On remarque que la parenté moléculaire est plus grande entre l'Homme et le chien : Ce sont les deux espèces dont les globines a présentent le moins de différences. Les Hommes et les chiens sont plus apparentés entre ex qu’avec la carpe.
On en déduit qu’il existe un ancêtre commun à l'Homme et au chien plus récent dans le temps que l'ancêtre commun aux trois animaux.

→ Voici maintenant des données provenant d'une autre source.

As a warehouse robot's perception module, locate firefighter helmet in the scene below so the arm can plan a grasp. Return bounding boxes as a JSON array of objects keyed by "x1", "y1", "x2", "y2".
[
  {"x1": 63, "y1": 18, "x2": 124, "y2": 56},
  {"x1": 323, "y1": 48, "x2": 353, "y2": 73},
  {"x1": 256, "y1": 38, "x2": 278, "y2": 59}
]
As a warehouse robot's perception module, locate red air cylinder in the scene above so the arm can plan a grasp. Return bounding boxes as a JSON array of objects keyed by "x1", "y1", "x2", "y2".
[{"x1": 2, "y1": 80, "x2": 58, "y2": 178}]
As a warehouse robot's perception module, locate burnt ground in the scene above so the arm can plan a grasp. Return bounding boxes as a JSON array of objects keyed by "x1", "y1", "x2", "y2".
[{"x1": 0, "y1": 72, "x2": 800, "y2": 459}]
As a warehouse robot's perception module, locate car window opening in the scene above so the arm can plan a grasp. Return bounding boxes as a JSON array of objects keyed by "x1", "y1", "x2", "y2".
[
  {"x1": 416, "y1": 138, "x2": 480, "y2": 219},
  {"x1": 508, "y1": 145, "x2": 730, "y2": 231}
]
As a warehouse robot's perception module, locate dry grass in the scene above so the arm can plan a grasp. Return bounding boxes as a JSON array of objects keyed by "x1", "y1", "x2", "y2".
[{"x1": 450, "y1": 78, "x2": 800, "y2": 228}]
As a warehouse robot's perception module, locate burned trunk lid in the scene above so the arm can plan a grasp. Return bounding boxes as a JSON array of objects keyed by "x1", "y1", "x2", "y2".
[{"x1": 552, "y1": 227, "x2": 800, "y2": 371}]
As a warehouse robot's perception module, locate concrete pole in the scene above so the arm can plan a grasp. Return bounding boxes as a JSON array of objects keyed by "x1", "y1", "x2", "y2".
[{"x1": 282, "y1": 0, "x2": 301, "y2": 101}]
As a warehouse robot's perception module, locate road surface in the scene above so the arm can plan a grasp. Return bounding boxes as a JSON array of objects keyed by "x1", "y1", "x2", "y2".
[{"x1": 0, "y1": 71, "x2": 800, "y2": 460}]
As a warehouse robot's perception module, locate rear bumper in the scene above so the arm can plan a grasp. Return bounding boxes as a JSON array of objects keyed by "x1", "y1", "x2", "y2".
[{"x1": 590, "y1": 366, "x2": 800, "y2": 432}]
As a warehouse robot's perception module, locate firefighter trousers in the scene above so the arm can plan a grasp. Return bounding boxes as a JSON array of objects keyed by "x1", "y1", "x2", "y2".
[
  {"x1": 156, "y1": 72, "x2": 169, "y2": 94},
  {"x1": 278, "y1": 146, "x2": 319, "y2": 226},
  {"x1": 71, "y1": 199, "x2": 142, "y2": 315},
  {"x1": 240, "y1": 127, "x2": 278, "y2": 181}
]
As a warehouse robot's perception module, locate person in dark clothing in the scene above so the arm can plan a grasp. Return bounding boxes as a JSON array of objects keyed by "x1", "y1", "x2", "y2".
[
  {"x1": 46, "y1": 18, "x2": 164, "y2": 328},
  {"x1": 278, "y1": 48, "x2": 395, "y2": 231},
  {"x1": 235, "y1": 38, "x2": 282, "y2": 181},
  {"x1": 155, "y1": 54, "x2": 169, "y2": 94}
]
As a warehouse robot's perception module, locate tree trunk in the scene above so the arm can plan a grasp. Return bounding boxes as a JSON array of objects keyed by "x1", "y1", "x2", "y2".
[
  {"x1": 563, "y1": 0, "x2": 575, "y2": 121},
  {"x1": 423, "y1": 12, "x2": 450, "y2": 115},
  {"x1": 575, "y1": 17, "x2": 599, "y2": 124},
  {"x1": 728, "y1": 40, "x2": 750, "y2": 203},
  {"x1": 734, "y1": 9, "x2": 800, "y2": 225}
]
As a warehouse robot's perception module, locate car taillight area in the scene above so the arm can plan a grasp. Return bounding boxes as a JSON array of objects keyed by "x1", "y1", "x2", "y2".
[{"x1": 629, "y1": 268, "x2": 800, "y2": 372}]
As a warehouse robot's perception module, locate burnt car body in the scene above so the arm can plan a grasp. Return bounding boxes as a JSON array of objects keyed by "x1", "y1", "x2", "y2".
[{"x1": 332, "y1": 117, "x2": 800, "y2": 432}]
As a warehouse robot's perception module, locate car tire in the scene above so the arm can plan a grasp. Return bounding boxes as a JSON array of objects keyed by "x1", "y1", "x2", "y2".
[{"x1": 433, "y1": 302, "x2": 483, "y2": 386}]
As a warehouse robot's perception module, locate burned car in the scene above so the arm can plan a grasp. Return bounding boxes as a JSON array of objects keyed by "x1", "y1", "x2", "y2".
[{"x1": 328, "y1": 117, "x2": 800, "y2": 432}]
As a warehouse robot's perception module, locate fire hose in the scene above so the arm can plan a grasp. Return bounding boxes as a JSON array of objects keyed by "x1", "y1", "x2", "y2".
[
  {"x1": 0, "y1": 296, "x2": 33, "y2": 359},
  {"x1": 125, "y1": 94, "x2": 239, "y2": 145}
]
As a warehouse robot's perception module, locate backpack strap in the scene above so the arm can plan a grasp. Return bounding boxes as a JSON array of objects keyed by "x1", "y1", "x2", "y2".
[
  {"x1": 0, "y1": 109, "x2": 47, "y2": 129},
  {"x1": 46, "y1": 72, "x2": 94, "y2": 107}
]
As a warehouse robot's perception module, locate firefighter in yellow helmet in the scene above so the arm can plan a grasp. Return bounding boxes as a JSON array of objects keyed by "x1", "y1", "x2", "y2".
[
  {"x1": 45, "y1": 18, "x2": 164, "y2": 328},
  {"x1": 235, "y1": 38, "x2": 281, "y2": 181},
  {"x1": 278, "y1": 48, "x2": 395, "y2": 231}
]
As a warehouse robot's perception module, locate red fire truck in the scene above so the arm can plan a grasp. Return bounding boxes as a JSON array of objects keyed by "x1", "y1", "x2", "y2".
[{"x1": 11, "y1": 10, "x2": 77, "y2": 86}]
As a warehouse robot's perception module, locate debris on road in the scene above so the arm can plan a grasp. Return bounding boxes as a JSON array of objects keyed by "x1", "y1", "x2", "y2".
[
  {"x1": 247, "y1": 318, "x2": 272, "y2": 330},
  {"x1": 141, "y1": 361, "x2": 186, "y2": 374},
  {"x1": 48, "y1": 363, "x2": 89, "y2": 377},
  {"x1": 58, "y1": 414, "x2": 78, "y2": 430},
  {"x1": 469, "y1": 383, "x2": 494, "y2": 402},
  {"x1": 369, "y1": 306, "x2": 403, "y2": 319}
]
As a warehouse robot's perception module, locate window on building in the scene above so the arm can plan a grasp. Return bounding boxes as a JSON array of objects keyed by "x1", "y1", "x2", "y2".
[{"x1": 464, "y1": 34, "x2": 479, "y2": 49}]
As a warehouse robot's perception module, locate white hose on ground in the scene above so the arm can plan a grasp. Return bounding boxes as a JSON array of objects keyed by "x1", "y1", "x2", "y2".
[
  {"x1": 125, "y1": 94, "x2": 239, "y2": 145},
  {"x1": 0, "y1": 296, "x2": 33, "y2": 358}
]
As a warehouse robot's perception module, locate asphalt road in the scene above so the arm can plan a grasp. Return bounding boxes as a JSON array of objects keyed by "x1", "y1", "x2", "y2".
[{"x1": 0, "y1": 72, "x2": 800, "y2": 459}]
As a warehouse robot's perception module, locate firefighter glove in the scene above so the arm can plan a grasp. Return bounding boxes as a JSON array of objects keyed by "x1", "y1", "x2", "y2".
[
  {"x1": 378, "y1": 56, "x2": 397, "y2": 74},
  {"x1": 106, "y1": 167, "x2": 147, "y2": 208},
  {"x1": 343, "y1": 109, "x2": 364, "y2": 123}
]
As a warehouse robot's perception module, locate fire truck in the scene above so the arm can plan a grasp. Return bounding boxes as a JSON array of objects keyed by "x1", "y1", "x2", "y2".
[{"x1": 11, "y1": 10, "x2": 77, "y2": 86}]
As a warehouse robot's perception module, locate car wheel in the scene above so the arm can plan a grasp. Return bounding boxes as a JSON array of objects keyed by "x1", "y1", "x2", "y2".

Les lignées Homme-chien se sont séparées plus tard que la lignée carpe avec ancêtre commun à l'Homme et au chien.
On retranscrit alors ces informations sous la forme d’un arbre phylogénétique :

 

 

Remarques : Si on utilise un vocabulaire rigoureux, il ne s’agit pas d’un arbre " phylogénétique " au sens strict mais d’un arbre " phénétique ". En effet, cet arbre correspond à une comparaison brute des molécules sans se poser la question des possibles convergences moléculaires dues à des mutations reverses : en effet, même si le cas est statistiquement rare, il est possible qu’une mutation intervienne sur un nucléotide déjà changé et permette de retrouver la séquence initiale.

Exemple :
ATTACGGCT devient AATACGCT par une première mutation, puis redevient ATTACGGCT par une seconde mutation. Il y a un retour à l’état initial ou ancestral de la séquence.
De plus, à cause de la redondance du code génétique, certaines mutations de l’ADN ne se répercutent pas dans la séquence du polypeptide traduit (on parle de mutations silencieuses) : dans ce cas, la comparaison de séquences polypeptidiques peut (et c’est fréquent) cacher certaines évolutions. Il est donc préférable de comparer des séquences nucléotidiques plutôt que des séquences polypeptidiques.
La comparaison des molécules permet d’accéder à des valeurs chiffrées (ce qui n’est pas le cas des comparaisons au niveau des organes qui sont davantage " qualitatives " avec des résultats en terme de présence et/ou d’absence de tel ou tel caractère homologue).
Il est donc possible de tenir compte de ces valeurs pour tracer des arbres dont la longueur des branches (qui représentent les liens de parenté) indiquera une distance génétique : plus la branche est longue, plus la distance est grande.

 

 

 

Des recherches avec des molécules peu évoluées (ADN ribosomal, cytochrome C : pigment respiratoire) on permis de remonter la phylogénie jusqu'aux bactéries. C'est l'association des différentes méthodes qui permet d'établir des phylogénies les plus proches possibles de la réalité possible de l'évolution.